猫の日というが
2026年2月21日

犬だってペットのメインに、猫と同じように位置するはずなのに、犬の日はわりと地味だ。だが、猫の方は、やたらお祭り騒ぎのように感じられる。猫の日が2.22であることに異議を唱えるつもりはない。世界では全く別の日であることが多いし、「にゃんにゃん」という日本語に由来している点も、別に悪いとは思わない。そうして世間は猫キャラクターについて、喜んでお金を移動させるから、経済効果はなかなかのものである。
猫当人はどうだろう。まあよく分からずに、ちゅ〜るを特別にもらうなどして、飼い猫はご機嫌かもしれない。
世間は、可愛い動物に癒やされる。あるいは、可愛い動物を金儲けの手段にする。
パンダ当人がどう思っているかは知らないが、動物園周りの商店はパンダの故に整形が賄われていたかもしれないし、企業も大いに潤っていたかもしれない。しかし、パンダは絶滅が危惧されている動物である。
カエルも、愛すべきキャラクターである。商品にも用いられるし、絵本でもおなじみだ。だが、現実にはこれも絶滅が懸念されている。福岡県では、もはや殆どトノサマガエルを見ない。

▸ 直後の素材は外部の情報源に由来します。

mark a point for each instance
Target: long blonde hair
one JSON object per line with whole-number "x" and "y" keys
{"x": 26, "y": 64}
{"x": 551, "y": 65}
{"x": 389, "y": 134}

私もずいぶん前に見たっきりだ。
ブタをキャラクターにして映画もつくられるし、子ブタのカフェもある。ブタは絶滅危惧の対象ではない。が、私たちは毎日ブタを食べている。西洋人が、家畜は人間の食材のために生まれた、と断言するのを見て、日本人は「なんてことを」と憤慨もするが、その日本人もブタを結局食べている。
私の家では、こうした動物を、順次アイドルにしてきた。そして、コロナ禍に、地域猫により医療従事者たる妻が癒やしを受けたことから、すっかり猫の世界に入っていってしまった。私は猫との接触は以前からあったが、妻は初めてこのときに肉球に触ったのだ。
猫に対する啓蒙活動も芽生えてはきているが、相変わらず猫は、特にその子猫が、「殺処分」されている。殺すことを「処分」と言い換えることで、それは正義となる。地域猫も、幾度「野良猫」と罵られ、一部の人間により謀殺されたことだろう。私の身近でもそれはあった。しかし、その猫は、可愛いニャンニャンであり、猫の日で人間たちは盛り上がる。
綺麗事を言うつもりはない。可愛いじゃないか、と弁護するのも引っかかる。だが、人間のこの仕打ちを、正義とするままでいいのかどうか、考えてもよいのではないかと思う。